Las
profundidades de las Tierras del Pan y del Vino tiemblan. Una tétrica oscuridad
se abalanza sobre ellas y los cielos sacuden con fuerza a las nubes que se ubican
en Zamora. Un humilde vecino menciona: “verdaderamente,
este era el Hijo de Dios”.
Cristo acaba de
morir en plena plaza de Santa María la Nueva. En su costado aún brota la sangre
de su recién creada llaga. Frente a Él, la Virgen de los Clavos le observa con
el alma desgarrada.
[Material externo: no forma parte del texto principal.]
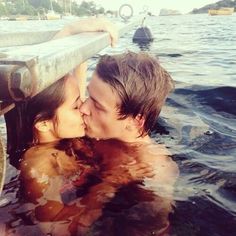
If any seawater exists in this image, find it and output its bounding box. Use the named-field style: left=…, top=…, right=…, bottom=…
left=0, top=14, right=236, bottom=236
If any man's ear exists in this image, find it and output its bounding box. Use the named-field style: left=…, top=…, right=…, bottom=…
left=134, top=114, right=145, bottom=129
left=34, top=120, right=51, bottom=132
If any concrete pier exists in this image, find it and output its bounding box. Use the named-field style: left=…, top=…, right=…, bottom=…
left=0, top=18, right=141, bottom=101
left=0, top=17, right=142, bottom=192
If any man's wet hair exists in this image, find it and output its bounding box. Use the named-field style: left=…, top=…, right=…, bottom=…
left=96, top=52, right=174, bottom=135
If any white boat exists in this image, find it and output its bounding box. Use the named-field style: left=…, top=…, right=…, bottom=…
left=208, top=7, right=234, bottom=16
left=46, top=10, right=61, bottom=20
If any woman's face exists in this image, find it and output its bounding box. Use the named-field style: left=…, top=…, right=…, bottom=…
left=53, top=75, right=85, bottom=139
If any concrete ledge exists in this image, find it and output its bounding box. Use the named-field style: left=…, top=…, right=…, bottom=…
left=0, top=17, right=142, bottom=101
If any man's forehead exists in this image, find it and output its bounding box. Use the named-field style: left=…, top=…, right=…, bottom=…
left=88, top=73, right=119, bottom=106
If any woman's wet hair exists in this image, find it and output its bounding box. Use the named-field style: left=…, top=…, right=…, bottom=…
left=26, top=75, right=68, bottom=144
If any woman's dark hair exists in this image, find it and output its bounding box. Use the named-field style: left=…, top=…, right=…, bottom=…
left=6, top=75, right=68, bottom=168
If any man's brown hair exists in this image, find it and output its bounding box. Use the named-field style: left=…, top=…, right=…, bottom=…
left=96, top=52, right=174, bottom=135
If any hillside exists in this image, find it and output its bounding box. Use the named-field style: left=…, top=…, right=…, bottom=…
left=190, top=0, right=236, bottom=14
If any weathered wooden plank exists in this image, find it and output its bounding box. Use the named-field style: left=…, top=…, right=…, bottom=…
left=0, top=135, right=6, bottom=194
left=0, top=18, right=141, bottom=100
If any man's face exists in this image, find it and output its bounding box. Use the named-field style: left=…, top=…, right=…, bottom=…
left=80, top=72, right=128, bottom=140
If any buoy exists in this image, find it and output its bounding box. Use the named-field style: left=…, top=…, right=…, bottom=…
left=133, top=18, right=154, bottom=44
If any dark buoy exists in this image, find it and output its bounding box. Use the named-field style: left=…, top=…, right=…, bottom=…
left=133, top=18, right=153, bottom=44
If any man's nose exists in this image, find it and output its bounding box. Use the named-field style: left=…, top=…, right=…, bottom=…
left=79, top=98, right=90, bottom=116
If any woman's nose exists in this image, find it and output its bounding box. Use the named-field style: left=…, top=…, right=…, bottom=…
left=79, top=98, right=90, bottom=116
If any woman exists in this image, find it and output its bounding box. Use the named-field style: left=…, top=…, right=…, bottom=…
left=20, top=67, right=154, bottom=235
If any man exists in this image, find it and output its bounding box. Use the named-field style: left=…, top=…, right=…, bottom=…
left=80, top=52, right=178, bottom=235
left=80, top=52, right=174, bottom=142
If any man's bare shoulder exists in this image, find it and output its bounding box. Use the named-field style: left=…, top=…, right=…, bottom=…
left=20, top=146, right=63, bottom=177
left=140, top=143, right=179, bottom=184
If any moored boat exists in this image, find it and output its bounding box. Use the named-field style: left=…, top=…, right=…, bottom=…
left=208, top=7, right=234, bottom=16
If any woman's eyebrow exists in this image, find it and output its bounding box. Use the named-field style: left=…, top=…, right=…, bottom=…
left=73, top=95, right=80, bottom=105
left=87, top=86, right=105, bottom=109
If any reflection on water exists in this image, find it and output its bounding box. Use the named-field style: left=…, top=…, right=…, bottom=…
left=1, top=139, right=178, bottom=235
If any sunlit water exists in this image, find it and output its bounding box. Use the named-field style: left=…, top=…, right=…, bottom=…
left=0, top=14, right=236, bottom=236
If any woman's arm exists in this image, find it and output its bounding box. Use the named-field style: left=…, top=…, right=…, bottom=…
left=53, top=18, right=118, bottom=46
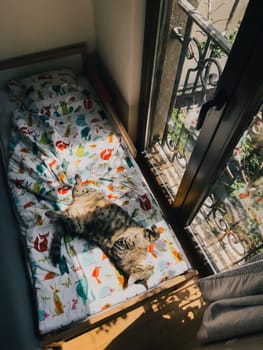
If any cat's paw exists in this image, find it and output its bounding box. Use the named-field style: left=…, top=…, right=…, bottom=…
left=128, top=265, right=154, bottom=286
left=144, top=225, right=160, bottom=242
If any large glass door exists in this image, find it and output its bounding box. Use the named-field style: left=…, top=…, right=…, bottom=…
left=139, top=0, right=263, bottom=271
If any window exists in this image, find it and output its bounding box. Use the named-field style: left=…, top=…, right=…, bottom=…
left=137, top=0, right=263, bottom=272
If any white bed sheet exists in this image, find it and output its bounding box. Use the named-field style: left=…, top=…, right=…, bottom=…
left=0, top=77, right=190, bottom=333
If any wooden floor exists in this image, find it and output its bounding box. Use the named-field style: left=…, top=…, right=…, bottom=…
left=58, top=280, right=263, bottom=350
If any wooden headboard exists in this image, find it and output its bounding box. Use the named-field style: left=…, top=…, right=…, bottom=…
left=0, top=42, right=137, bottom=157
left=0, top=42, right=88, bottom=88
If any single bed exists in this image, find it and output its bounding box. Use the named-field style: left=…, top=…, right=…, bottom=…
left=0, top=43, right=194, bottom=346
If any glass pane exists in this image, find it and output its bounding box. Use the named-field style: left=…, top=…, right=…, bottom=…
left=145, top=0, right=248, bottom=203
left=188, top=102, right=263, bottom=271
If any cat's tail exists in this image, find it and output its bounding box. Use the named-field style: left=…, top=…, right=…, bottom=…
left=46, top=211, right=63, bottom=266
left=49, top=229, right=63, bottom=266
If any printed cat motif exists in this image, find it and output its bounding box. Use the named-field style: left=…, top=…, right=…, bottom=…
left=46, top=175, right=160, bottom=285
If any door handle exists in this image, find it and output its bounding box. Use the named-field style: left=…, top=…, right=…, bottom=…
left=195, top=90, right=227, bottom=130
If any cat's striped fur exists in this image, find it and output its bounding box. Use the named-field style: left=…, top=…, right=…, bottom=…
left=46, top=175, right=159, bottom=284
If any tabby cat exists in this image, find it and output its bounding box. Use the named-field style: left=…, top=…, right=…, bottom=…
left=46, top=175, right=159, bottom=285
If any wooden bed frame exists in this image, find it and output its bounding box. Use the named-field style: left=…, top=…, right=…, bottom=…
left=0, top=42, right=197, bottom=349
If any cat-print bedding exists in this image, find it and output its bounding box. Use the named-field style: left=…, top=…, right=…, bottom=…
left=8, top=70, right=189, bottom=333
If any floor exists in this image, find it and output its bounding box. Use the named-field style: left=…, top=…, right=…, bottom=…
left=58, top=280, right=263, bottom=350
A su izquierda, intenta tranquilizarla el mudo sonido de
las campanas de un Barandales de bronce que lleva siendo testigo, desde 1994,
de los acontecimientos acaecidos en esta armoniosa plaza.
Comienza el
entierro. Algunas personas, magníficamente vestidas de luto con túnica de
terciopelo, lo desclavan despacio y lo descienden de la cruz suavemente, con mucha
delicadeza. Y antes de que lo introduzcan en la urna, se lo muestran a su
Madre, que todavía no puede creer que lo haya perdido.
Es ella la que
clama al cielo, agarrando aún más si cabe esa corona de espinas y esos clavos
que tiene en su mano, sufriendo unas heridas que para nada son comparables con
el dolor interno que está sobrellevando. Es ella la que provoca el llanto al
cielo.
Y ahí acaba.
Todo acaba para ella. Todo. Y es entonces cuando se levanta y se desplaza,
lentamente, hacia su casa. Un lugar cargado de tristeza, dolor, súplicas,
injusticias, traiciones… Un lugar donde, qué ironía, tantas y tantas personas
disfrutan.
Se cierran las
puertas. El entierro acaba. El cielo llora.
Finaliza por
las calles el Viernes Santo en Zamora.